January 30, 2013
- The U.S. economy contracted modestly in the fourth quarter as weak overseas economies and government spending cuts weighed on GDP. Although the decrease was unanticipated, it has little impact on the trajectory of the slowly expanding economy. Fourth quarter political wrangling over the fiscal cliff, spending cuts and the debt ceiling raised corporate caution and mildly stifled hiring. This, in turn, dampened consumer spending and limited growth. With political wrangling over fiscal policy likely to drag into the second quarter, the economy will continue its slow expansion through early 2013, followed by stronger gains in the second half of the year.

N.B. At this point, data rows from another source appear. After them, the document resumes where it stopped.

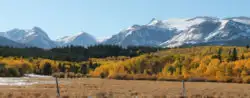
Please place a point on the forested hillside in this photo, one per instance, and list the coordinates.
(204, 63)
(76, 53)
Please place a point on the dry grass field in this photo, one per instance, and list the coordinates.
(104, 88)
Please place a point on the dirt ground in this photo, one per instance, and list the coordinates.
(104, 88)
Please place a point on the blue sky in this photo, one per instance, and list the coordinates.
(103, 18)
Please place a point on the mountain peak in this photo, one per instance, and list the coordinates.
(79, 39)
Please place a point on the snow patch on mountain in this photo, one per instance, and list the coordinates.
(80, 39)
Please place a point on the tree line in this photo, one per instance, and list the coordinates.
(76, 53)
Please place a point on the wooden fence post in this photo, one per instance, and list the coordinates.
(57, 88)
(183, 89)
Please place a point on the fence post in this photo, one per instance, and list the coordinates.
(183, 89)
(57, 88)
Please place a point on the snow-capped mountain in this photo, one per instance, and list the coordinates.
(165, 33)
(7, 42)
(178, 32)
(212, 31)
(151, 34)
(80, 39)
(33, 37)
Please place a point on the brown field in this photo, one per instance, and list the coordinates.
(104, 88)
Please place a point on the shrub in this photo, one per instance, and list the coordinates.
(71, 75)
(13, 72)
(58, 75)
(246, 79)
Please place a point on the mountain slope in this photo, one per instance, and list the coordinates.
(6, 42)
(186, 31)
(33, 37)
(80, 39)
(141, 35)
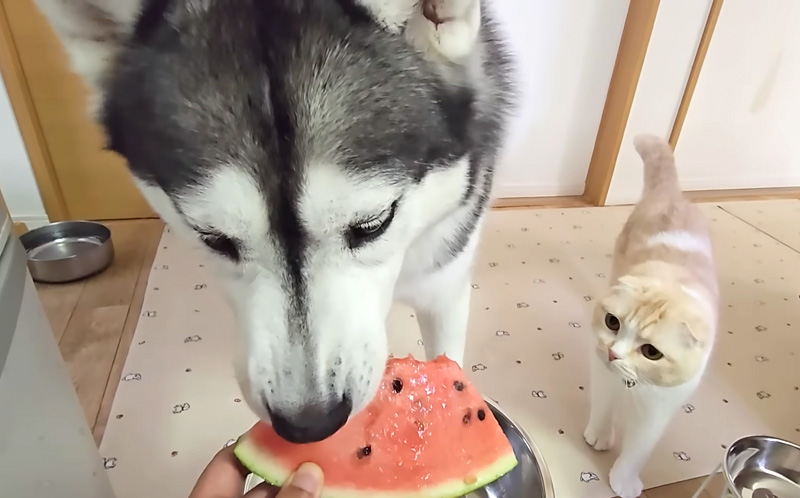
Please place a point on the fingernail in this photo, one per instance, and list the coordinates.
(308, 478)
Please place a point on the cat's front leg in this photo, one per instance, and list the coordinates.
(650, 412)
(605, 391)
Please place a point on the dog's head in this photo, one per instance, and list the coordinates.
(306, 144)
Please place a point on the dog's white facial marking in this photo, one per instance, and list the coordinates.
(392, 14)
(348, 293)
(450, 27)
(230, 202)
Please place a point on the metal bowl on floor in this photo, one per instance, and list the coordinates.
(529, 479)
(762, 467)
(68, 250)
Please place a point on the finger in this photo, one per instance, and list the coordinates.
(305, 483)
(222, 478)
(263, 490)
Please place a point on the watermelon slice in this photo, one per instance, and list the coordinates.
(427, 434)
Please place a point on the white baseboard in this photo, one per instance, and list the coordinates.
(31, 222)
(501, 191)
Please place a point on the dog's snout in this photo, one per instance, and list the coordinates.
(313, 422)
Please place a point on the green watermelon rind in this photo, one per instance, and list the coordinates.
(269, 469)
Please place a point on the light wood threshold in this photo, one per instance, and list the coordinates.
(565, 201)
(694, 73)
(29, 127)
(745, 194)
(624, 81)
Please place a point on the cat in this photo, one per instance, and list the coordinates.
(656, 324)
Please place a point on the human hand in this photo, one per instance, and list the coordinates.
(225, 477)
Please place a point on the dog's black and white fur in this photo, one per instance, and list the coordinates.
(332, 155)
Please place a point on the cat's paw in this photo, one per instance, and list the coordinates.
(597, 439)
(625, 483)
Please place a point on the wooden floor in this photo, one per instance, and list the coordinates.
(94, 321)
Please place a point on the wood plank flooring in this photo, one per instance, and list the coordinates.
(94, 321)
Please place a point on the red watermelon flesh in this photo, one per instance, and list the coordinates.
(427, 434)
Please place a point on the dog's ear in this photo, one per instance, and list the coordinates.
(91, 31)
(440, 28)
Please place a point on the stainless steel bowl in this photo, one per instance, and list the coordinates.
(529, 479)
(68, 250)
(763, 467)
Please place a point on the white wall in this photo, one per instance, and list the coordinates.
(743, 125)
(673, 45)
(16, 177)
(566, 51)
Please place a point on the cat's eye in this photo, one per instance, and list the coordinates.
(364, 232)
(612, 322)
(651, 352)
(221, 244)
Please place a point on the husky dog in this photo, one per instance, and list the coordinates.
(333, 156)
(657, 323)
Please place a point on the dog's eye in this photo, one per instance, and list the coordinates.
(366, 231)
(221, 244)
(612, 322)
(651, 352)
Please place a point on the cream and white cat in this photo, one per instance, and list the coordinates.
(656, 325)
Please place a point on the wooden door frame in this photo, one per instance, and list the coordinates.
(29, 126)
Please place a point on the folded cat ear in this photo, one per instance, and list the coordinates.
(690, 336)
(630, 283)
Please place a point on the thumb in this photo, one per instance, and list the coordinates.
(306, 482)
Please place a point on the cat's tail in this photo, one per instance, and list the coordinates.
(660, 173)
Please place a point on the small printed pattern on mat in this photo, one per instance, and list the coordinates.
(778, 218)
(536, 278)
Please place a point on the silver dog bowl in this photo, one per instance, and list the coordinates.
(762, 467)
(529, 479)
(68, 250)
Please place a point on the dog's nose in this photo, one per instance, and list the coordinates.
(314, 422)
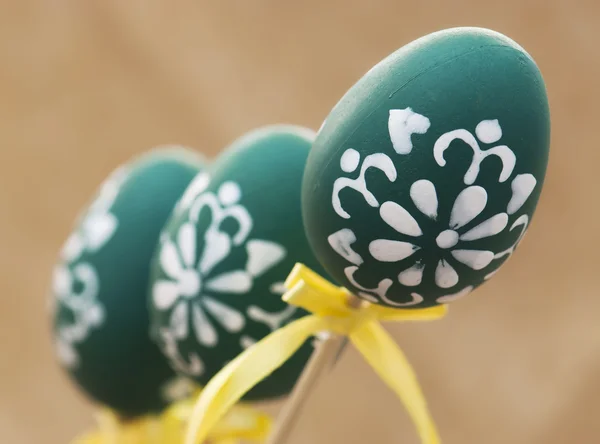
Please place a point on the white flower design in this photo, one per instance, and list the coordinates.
(96, 228)
(468, 205)
(452, 240)
(191, 288)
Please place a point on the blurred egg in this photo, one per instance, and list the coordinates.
(100, 285)
(219, 272)
(425, 176)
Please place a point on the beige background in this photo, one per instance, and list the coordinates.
(84, 85)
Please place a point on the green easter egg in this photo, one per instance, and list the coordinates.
(100, 286)
(219, 272)
(425, 176)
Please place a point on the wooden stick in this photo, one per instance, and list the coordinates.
(328, 350)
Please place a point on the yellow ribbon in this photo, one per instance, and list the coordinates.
(331, 312)
(241, 423)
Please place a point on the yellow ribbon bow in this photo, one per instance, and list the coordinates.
(241, 423)
(331, 312)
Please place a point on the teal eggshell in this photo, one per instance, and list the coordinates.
(219, 272)
(100, 285)
(425, 176)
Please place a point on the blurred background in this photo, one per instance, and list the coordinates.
(86, 85)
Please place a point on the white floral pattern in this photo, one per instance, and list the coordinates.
(96, 227)
(452, 240)
(191, 289)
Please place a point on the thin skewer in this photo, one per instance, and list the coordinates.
(328, 351)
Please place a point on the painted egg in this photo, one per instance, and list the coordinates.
(425, 176)
(100, 285)
(219, 272)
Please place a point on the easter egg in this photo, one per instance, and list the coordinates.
(100, 285)
(219, 272)
(425, 176)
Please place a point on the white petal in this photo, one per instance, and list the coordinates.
(349, 160)
(488, 131)
(522, 187)
(231, 319)
(263, 255)
(412, 276)
(416, 300)
(179, 321)
(169, 260)
(205, 332)
(402, 124)
(452, 297)
(98, 229)
(216, 248)
(468, 205)
(445, 275)
(391, 251)
(62, 281)
(186, 239)
(399, 219)
(238, 282)
(164, 294)
(487, 228)
(475, 259)
(341, 241)
(424, 196)
(95, 315)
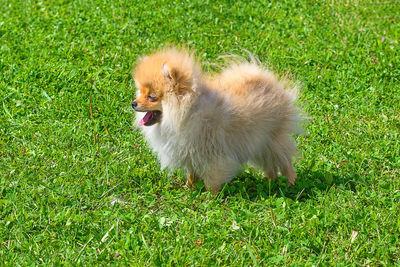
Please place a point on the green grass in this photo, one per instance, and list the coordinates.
(78, 185)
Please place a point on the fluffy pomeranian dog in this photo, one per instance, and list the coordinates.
(210, 126)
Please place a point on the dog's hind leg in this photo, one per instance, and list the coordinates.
(191, 180)
(220, 172)
(278, 158)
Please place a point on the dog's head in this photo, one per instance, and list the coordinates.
(158, 76)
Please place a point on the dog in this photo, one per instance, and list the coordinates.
(211, 125)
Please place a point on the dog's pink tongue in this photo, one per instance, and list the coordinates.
(145, 119)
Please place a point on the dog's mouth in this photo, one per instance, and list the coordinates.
(151, 117)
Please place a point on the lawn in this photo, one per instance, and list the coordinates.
(79, 185)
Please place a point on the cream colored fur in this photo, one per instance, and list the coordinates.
(242, 115)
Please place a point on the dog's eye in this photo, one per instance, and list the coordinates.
(151, 98)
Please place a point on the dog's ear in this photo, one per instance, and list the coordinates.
(169, 73)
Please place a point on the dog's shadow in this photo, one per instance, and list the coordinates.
(252, 186)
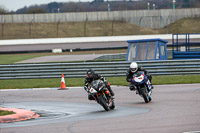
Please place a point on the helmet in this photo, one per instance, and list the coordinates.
(90, 73)
(134, 67)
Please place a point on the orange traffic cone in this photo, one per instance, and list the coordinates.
(63, 86)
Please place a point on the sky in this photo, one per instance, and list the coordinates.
(13, 5)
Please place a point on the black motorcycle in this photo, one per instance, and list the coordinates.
(101, 94)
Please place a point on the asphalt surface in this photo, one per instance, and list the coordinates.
(88, 45)
(30, 47)
(174, 109)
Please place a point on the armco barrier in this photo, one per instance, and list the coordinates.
(108, 69)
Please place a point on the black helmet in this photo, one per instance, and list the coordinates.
(90, 73)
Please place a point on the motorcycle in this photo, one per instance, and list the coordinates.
(101, 94)
(143, 86)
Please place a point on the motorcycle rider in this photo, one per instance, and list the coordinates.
(134, 68)
(91, 76)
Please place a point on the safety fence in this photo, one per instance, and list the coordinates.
(108, 69)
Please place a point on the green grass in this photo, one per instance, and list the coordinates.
(2, 112)
(12, 58)
(55, 82)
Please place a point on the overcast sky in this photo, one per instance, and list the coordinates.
(13, 5)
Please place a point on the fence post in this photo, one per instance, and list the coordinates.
(113, 26)
(30, 28)
(57, 26)
(85, 24)
(3, 28)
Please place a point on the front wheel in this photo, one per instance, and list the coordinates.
(102, 101)
(144, 95)
(113, 105)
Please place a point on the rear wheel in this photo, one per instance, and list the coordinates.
(102, 101)
(113, 105)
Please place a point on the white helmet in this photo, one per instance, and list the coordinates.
(133, 67)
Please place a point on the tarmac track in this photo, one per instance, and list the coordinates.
(174, 109)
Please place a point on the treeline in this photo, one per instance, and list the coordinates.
(104, 5)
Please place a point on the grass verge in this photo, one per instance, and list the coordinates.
(70, 82)
(2, 112)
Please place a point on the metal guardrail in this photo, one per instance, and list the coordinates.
(108, 69)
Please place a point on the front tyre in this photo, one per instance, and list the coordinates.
(144, 95)
(113, 105)
(102, 102)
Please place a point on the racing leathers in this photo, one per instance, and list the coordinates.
(129, 76)
(88, 81)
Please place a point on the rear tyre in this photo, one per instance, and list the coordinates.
(144, 95)
(113, 105)
(103, 102)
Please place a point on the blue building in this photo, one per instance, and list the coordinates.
(147, 49)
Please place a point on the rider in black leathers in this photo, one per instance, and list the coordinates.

- GDP ended 2012 on a flat note, slipping from a 3.1 percent gain in the third quarter to a modest loss of 0.1 percent in the fourth. The largest drag on the economy was an annualized 22 percent decrease in defense spending, an indication that the military is preparing for sequestration. Other major detractors from the figure were a decrease in exports and softer inventory accumulation. Both of these GDP components suffered from China’s slowing economic growth and the European recession. However, concerns over the eurozone debt crisis have mostly fizzled, and the area recorded only a modest 0.1 percent decline in GDP during the third quarter. In China, GDP growth accelerated in the fourth quarter for the first time in nearly two years, an indication that exports and inventory growth should contribute more substantively to U.S. economic growth in coming quarters.
- Several components of GDP continue to build positive momentum, including housing, which was absent as a contributor for several quarters. Fixed residential investment added 0.4 percent to GDP in the fourth quarter, the second highest reading in over two years. As the housing market gathers steam through 2013, contribution from this sector will rise. In addition, each home sale contributes an average of $5,200 in retail spending for things such as appliances and furniture, boosting the important consumer spending component of GDP.

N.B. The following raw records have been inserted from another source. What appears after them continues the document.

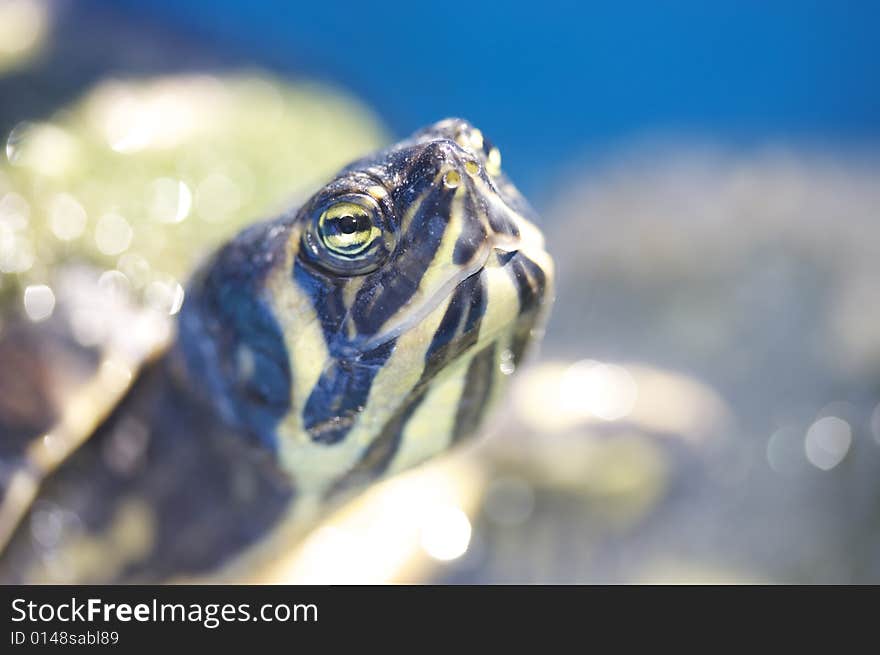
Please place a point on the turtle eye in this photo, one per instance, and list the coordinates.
(348, 235)
(348, 228)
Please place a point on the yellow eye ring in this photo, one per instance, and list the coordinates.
(348, 228)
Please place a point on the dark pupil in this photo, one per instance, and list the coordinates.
(352, 224)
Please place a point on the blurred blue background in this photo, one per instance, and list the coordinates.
(707, 402)
(552, 79)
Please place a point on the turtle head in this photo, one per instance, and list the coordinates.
(371, 329)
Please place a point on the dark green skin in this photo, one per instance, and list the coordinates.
(212, 493)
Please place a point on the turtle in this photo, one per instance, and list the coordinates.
(366, 331)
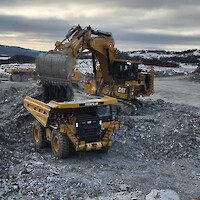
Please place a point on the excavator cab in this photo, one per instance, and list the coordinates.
(124, 71)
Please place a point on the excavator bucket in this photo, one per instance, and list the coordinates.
(55, 66)
(55, 71)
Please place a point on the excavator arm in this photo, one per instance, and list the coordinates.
(56, 66)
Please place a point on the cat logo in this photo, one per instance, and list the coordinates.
(121, 90)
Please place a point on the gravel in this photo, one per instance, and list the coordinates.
(159, 148)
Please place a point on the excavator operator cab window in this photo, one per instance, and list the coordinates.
(125, 71)
(104, 111)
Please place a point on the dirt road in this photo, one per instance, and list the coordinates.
(156, 149)
(177, 90)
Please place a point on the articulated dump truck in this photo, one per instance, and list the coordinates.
(73, 126)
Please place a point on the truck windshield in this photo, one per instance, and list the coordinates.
(103, 111)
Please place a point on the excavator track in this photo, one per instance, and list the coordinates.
(57, 91)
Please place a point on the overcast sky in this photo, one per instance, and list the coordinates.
(135, 24)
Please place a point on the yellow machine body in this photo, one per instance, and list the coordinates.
(70, 118)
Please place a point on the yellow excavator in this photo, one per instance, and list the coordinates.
(114, 77)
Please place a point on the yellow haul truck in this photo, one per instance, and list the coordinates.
(73, 126)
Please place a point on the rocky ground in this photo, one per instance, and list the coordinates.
(159, 148)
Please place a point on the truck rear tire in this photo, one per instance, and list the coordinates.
(39, 136)
(104, 150)
(24, 77)
(60, 144)
(16, 77)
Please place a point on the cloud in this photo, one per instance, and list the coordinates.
(134, 23)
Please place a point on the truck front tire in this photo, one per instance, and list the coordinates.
(39, 136)
(60, 144)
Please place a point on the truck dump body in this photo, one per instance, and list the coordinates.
(87, 125)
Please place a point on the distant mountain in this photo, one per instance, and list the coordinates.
(14, 50)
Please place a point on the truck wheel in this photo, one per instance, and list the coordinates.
(39, 136)
(60, 144)
(16, 78)
(24, 78)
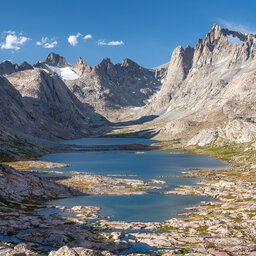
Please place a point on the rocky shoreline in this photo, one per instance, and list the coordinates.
(222, 227)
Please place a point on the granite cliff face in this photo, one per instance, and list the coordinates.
(7, 67)
(203, 95)
(50, 96)
(210, 90)
(109, 86)
(37, 108)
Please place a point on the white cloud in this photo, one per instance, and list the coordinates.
(73, 39)
(89, 36)
(236, 27)
(111, 43)
(12, 41)
(10, 32)
(47, 43)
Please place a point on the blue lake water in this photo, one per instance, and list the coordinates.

Impact on Commercial Real Estate
- The savings rate jumped to 4.7 percent in the fourth quarter as a wave of bonuses and dividends were paid out ahead of the rise in taxes associated with the “fiscal cliff.” Some of these payments should translate to a healthier start to retail sales this year, helping offset the payroll tax increase. Strengthened consumption will support increased retail space absorption, tightening vacancies by 80 basis points to 8.6 percent.
- GDP grew by 2.2 percent last year, and gains in 2013 should surpass that level, helping create more than two million new jobs. While that figure is insufficient to dramatically pull down the unemployment rate, it will encourage hiring by office-using firms in rapidly growing industries. These companies will sign leases to add space, predominantly in gateway markets, pulling down the U.S. office vacancy rate by 80 basis points to 16.2 percent.